As to the state of the roads, no language can do justice to their execrableness…
~ Isabella Romer in The Rhone, the Darro, and the Guadalquivir, 1843
Our next suffering was supper, and here again we excited our hostess’s ire by ordering eggs in the shell, as the only incorruptible kind of food, instead of sharing the greasy liquid and nameless ragouts…
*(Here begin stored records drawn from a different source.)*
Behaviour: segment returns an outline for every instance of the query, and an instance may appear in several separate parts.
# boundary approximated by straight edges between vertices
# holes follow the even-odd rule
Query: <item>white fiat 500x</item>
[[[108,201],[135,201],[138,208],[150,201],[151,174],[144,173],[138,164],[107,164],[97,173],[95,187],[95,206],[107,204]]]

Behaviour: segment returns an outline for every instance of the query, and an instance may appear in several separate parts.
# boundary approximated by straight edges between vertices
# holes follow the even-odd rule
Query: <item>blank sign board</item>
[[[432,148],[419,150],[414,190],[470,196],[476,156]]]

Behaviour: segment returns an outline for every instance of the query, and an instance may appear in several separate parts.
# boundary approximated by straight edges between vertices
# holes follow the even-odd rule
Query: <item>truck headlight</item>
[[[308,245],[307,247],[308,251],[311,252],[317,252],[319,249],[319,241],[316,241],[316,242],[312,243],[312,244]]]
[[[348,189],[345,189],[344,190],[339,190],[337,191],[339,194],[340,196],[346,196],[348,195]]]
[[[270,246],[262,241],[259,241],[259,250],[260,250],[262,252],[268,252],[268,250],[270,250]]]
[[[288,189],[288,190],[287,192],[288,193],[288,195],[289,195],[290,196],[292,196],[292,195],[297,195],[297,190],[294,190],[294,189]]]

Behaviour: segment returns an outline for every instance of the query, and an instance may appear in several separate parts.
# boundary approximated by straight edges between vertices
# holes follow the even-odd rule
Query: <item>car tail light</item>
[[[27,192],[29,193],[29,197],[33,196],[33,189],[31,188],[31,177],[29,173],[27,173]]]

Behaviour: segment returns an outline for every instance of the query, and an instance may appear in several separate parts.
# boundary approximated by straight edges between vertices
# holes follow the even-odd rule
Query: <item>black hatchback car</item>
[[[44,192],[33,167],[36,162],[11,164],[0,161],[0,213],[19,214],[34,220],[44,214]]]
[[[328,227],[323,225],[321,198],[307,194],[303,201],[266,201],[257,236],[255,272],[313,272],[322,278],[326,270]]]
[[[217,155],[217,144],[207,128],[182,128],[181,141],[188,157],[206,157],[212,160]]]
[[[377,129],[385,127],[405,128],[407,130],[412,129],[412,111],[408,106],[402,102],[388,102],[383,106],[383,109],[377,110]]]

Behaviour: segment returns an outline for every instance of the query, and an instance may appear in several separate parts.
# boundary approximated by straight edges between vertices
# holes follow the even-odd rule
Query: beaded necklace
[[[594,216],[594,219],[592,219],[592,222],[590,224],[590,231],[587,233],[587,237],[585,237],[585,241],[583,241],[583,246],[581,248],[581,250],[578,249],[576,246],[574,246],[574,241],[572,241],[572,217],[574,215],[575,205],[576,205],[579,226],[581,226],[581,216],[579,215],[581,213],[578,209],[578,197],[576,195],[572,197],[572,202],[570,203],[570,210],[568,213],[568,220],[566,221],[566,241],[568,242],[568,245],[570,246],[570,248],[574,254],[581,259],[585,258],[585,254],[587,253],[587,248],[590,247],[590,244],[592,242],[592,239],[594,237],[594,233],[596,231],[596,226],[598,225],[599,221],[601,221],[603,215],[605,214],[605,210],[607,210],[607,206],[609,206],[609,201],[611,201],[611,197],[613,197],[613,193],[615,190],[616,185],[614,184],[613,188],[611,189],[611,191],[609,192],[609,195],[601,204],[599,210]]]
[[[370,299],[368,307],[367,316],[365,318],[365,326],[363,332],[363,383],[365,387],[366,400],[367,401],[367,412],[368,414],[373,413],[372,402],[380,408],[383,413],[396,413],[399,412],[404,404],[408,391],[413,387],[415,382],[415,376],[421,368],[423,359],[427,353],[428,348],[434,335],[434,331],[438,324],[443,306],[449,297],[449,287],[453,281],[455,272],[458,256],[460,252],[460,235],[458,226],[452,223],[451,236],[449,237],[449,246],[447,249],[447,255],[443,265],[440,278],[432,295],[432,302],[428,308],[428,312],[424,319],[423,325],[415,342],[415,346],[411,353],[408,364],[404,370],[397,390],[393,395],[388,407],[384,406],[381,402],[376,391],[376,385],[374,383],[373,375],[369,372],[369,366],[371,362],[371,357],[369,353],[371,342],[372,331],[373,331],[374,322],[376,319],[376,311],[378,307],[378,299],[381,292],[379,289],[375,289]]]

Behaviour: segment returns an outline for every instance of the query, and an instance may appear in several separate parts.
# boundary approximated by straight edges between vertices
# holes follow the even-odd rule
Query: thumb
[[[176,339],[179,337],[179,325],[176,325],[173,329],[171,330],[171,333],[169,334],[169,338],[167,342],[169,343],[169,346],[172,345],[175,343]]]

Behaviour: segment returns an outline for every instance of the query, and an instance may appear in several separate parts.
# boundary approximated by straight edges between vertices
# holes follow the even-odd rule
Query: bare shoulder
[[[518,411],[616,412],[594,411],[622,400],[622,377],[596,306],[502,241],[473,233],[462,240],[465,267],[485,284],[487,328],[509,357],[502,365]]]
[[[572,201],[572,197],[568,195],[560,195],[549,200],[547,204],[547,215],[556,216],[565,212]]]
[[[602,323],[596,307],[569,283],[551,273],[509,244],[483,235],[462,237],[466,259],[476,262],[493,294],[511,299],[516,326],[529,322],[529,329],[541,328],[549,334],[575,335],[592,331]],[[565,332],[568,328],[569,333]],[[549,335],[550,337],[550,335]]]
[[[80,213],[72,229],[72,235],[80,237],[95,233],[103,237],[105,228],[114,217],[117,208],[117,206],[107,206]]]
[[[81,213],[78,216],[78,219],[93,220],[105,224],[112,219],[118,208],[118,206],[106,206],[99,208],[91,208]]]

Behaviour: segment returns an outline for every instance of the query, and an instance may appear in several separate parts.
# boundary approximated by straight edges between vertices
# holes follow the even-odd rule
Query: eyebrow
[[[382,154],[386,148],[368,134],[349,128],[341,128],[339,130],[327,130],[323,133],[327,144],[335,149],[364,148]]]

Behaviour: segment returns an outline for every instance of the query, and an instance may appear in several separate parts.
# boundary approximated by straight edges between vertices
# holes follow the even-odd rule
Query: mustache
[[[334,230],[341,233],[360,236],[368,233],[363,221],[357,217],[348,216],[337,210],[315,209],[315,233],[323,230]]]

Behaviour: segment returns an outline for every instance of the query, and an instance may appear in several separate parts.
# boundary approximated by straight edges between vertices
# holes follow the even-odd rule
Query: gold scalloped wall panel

~ Mrs. Dalkeith Holmes, A Ride on Horseback to Florence, 1842
It is difficult for some people to connect tragedy and fleas together, but I am not one of those fortunate people. Experientia docet. At first, only two or three began to roam stealthily over my defenceless limbs, these were evidently the vanguard sent on to reconnoiter. Being very sleepy, I gave several vicious rubs and pinches at haphazard and pretended that so few did not signify. There was a pause in their evolutions and I —silly mortal!— drowsily rejoiced in the idea that they did not consider my blood ‘sacred’ enough for their depraved tastes, and had therefore retired in search of ‘pastures new’. This illusion was a short lived one, however. They had merely gone to fetch ‘their sisters, their cousins, whom they reckoned up by dozens and their aunts’ to join the feast and take part in the races. Up and down, round and round, they careered, taking nips now and again in a playful sort of way.
~ Ellen Browning, A Girl’s Wanderings in Hungary, 1896 [this story takes three pages and had me gasping for air]
My hotel was called The Lotus Hotel, but with the usual disregard in the placing of vowels, the key ring was stamped ‘Louts Hotel’.
~ Julie Emerson, Reflections in the Nile, 1986
Really there is everything in this volume: pleasant breezes, honor among Albanians, “short” skirts that clear the ankles, how to eat locusts, the horror of a sati, moonlight baths, siege survival techniques, leech removal techniques, an avalanche, irksome monotony, nose-pressing salutations, privations, coffee, malaria, rain, kindness, grief.
A thorough source acknowledgment and index make this work a perfect springboard for other travel books. Armchair travelers will want to read this book. I thoroughly enjoyed it.
*Giggle* That has to be a fascinating book. However, I don’t think I am going to get that one. I did order “A Green Journey” and it arrived the other day. So far I have resisted the temptation to start reading it, since I am already in the middle of two other books. “One day at a time, sweet Jesus” which I have paraphrased to read “One thing at a time, or at least not more than two or three.” Come to think of it you may not even remember that song. But since you are around the age of my younger kids, again you might.I did take a look at the first pages of “A Green Journey,” enough to know that I am going to enjoy reading it.